Daniel Sarmento[41] faz algumas considerações quanto à cláusula da reserva do possível face ao mínimo existencial:
“Sem embargo, discordo daqueles que afirmam que o direito ao mínimo existencial é absoluto, não se sujeitando à reserva do possível. (…)
Em suma, não me parece que o mínimo existencial possa ser assegurado judicialmente de forma incondicional, independentemente de considerações acerca do custo de universalização das prestações demandadas. (…)
Em outras palavras, a inserção de determinada prestação no âmbito do mínimo existencial tende a desequilibrar a ponderação de interesses para favorecer a concessão do direito vindicado. Mas não existe um direito definitivo à garantia do mínimo existencial, imune a ponderações e à reserva do possível.”(grifos nossos)
O direito ao mínimo existencial está intimamente ligado à ideia de segurança social, porquanto aquele garante as condições mínimas para uma vida digna em sociedade. Há quem faça referência, inclusive, a um Estado de Segurança, fundado no princípio da solidariedade.[42]
A justiça social é traduzida por necessária distribuição de rendas, com fulcro nos princípios da igualdade e solidariedade para formação de uma sociedade equilibrada, impondo-se a intervenção estatal, com efetivação das normas constitucionais.

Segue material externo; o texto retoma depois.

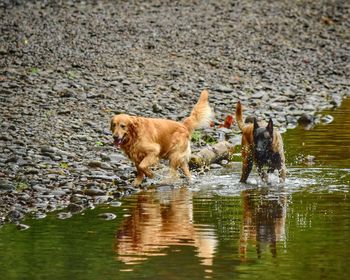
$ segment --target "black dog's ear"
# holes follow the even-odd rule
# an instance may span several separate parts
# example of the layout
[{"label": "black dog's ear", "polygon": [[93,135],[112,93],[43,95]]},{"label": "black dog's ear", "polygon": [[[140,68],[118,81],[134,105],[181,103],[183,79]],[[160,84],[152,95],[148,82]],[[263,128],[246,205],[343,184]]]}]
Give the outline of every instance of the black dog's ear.
[{"label": "black dog's ear", "polygon": [[258,121],[256,120],[256,118],[254,118],[254,130],[257,130],[258,128],[259,128]]},{"label": "black dog's ear", "polygon": [[270,135],[273,135],[273,122],[272,119],[269,120],[269,123],[267,124],[266,130],[270,133]]}]

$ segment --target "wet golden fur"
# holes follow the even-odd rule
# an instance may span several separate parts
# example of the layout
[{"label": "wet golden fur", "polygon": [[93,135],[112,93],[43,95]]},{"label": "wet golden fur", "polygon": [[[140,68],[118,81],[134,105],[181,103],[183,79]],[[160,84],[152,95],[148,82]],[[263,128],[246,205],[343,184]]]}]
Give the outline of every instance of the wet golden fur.
[{"label": "wet golden fur", "polygon": [[183,122],[126,114],[114,116],[111,120],[111,131],[115,145],[127,154],[137,169],[134,185],[140,185],[144,175],[153,177],[149,168],[159,159],[169,160],[172,177],[177,175],[180,167],[190,178],[188,161],[191,154],[191,134],[194,129],[208,125],[211,116],[207,91],[201,93],[191,115]]},{"label": "wet golden fur", "polygon": [[[254,157],[254,124],[253,123],[244,123],[242,105],[238,101],[236,106],[236,122],[239,129],[242,131],[242,175],[241,182],[246,182],[249,173],[252,169],[252,162],[257,163],[257,159]],[[259,122],[259,126],[266,126],[266,122]],[[279,176],[281,181],[284,181],[286,178],[286,166],[285,166],[285,157],[283,149],[283,140],[281,134],[277,129],[273,130],[273,139],[272,139],[272,152],[278,153],[281,158],[281,169],[279,171]],[[265,173],[259,171],[260,176],[263,180],[267,179]]]}]

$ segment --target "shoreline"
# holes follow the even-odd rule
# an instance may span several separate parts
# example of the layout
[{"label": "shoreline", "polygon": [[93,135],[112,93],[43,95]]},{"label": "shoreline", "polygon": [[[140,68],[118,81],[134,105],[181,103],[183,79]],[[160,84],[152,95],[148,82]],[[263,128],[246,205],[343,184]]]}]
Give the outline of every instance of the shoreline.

Ingo Wolfgang Sarlet[43] manifestou-se acerca da segurança social:
“Da mesma forma, inquestionável a conexão direta entre a segurança jurídica (nas suas diversas manifestações) e as demais dimensões referidas, notadamente da segurança social e pessoal, tal qual sumariamente delineadas, já que a segurança social – aqui destacada pela sua relevância para o presente ensaio – também envolve necessariamente um certo grau de proteção dos direitos sociais (acima de tudo no âmbito dos benefícios de cunho existencial) contra ingerências dos órgãos estatais, assim como contra violações provindas de outros particulares.” (grifos nossos)
O princípio da Vedação do Retrocesso:
O princípio da vedação do retrocesso tem sua aplicação mais significativa nas chamadas “cláusulas pétreas”, em consonância com o disposto no art. 60, parágrafo 4º, IV da Constituição da República.
Desse modo, o dispositivo precitado dispõe que “não será objeto de deliberação a proposta de emenda tendente a abolir (…) os direitos e garantias individuais.”.
A doutrina[44] interpreta o referido artigo como proteção ao núcleo essencial de todos os direitos fundamentais, incluídos, naturalmente, os direitos sociais.
Destarte, o núcleo essencial dos direitos fundamentais sociais é garantido até mesmo contra eventual reforma constitucional.
Além disso, o princípio da vedação do retrocesso envolve considerações a respeito dos princípios da segurança jurídica e da proteção da confiança. Dessa forma, os atos do Poder Público deveriam se sujeitar a patamares mínimos de continuidade da ordem jurídica, bem como deveriam preencher requisitos de confiabilidade, clareza, racionalidade e transparência para garantir a segurança jurídica do cidadão, com manutenção de suas próprias posições jurídicas[45].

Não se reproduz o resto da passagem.